The best testing accuracy achieved with the EnsembleArray architecture was 87.98%. It was noticed that as the n_ensembles increased, the better performance became. This wasn't as noticeable for n_neurons. This results was achieved with n_neurons = 50 and n_ensembles = 10,000.
The best results were typically obtained when the order of the LMU was 2, and the number of units would need to fine tuned to find the best results (In this case I kept both at 800). For the spiking LMU the best results were 42.89% while the non-spiking LMU had a best accuracy of 90.61%.
From observations, it seemed that the spiking LMU was more prone to overfitting than the non-spiking version. I was not able to rectify this issue.
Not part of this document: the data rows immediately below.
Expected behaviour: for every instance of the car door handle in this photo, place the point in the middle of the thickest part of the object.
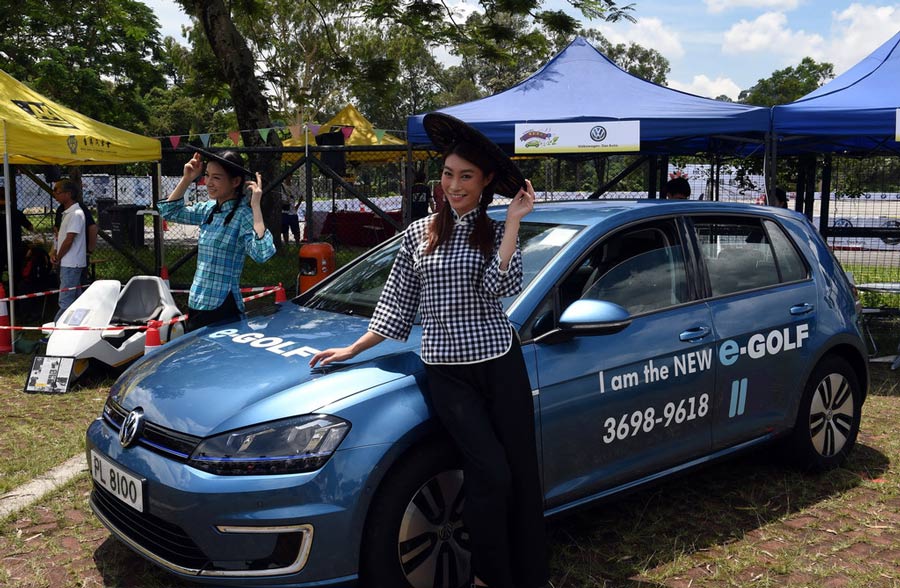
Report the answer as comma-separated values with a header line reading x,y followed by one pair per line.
x,y
694,334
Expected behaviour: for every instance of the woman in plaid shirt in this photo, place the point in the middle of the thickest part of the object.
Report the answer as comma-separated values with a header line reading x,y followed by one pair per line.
x,y
454,267
229,231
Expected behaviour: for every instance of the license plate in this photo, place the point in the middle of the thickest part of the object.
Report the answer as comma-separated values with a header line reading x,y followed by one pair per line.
x,y
126,487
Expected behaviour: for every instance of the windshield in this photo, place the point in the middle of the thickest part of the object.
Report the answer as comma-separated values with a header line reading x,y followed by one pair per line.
x,y
356,290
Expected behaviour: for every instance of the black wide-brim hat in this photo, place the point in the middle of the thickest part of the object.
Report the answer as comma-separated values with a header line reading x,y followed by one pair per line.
x,y
446,131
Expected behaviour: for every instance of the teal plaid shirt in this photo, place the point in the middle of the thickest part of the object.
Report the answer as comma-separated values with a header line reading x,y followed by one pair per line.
x,y
221,249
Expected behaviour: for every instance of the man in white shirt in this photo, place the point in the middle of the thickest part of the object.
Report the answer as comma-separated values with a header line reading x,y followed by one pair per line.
x,y
70,245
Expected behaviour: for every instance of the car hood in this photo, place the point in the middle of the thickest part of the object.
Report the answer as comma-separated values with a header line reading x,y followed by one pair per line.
x,y
257,370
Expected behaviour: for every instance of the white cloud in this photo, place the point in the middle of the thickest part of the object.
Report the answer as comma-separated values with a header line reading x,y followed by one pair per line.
x,y
723,5
857,31
769,33
651,33
703,86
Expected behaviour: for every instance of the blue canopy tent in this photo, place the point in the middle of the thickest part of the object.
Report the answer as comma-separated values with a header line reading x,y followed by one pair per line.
x,y
855,112
580,84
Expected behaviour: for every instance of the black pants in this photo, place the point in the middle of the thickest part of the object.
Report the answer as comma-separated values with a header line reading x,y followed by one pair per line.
x,y
227,311
488,410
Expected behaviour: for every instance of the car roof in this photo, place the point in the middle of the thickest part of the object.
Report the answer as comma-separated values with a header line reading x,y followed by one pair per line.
x,y
596,212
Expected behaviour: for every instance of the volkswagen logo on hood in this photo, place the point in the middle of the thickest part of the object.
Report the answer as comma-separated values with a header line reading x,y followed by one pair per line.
x,y
131,428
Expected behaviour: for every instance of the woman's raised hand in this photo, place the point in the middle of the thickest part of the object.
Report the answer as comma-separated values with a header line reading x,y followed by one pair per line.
x,y
193,168
522,203
255,190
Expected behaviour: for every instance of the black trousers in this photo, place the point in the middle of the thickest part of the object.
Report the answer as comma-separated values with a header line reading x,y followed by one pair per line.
x,y
227,311
488,410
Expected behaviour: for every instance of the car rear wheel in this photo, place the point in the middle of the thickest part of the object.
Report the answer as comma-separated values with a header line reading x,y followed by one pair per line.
x,y
414,536
829,416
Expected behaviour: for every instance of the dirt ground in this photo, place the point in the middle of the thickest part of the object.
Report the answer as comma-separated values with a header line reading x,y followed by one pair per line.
x,y
746,522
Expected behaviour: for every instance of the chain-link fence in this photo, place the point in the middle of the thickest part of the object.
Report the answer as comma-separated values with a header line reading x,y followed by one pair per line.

In the GitHub project that the CNN is used from, the author managed to get an accuracy of 85.68% as the best results when using the same CNN + LSTM. This accuracy is also inflated by the fact that the author had some of their training data leak into their testing data (see issue here). Therefore, by using a non-spiking LMU or the EnsembleArray instead of a LSTM results in better accuracy. It should be noted that the best accuracy on this data set is around 95.6% according to this paper.
Extensions:
-Artificially increase the length of the videos or cut the longer videos into smaller segments for more training data. Currently only the first 30 frames of each video are used.
-End to End training of the CNN + SNN together.
-Anything else in the issues page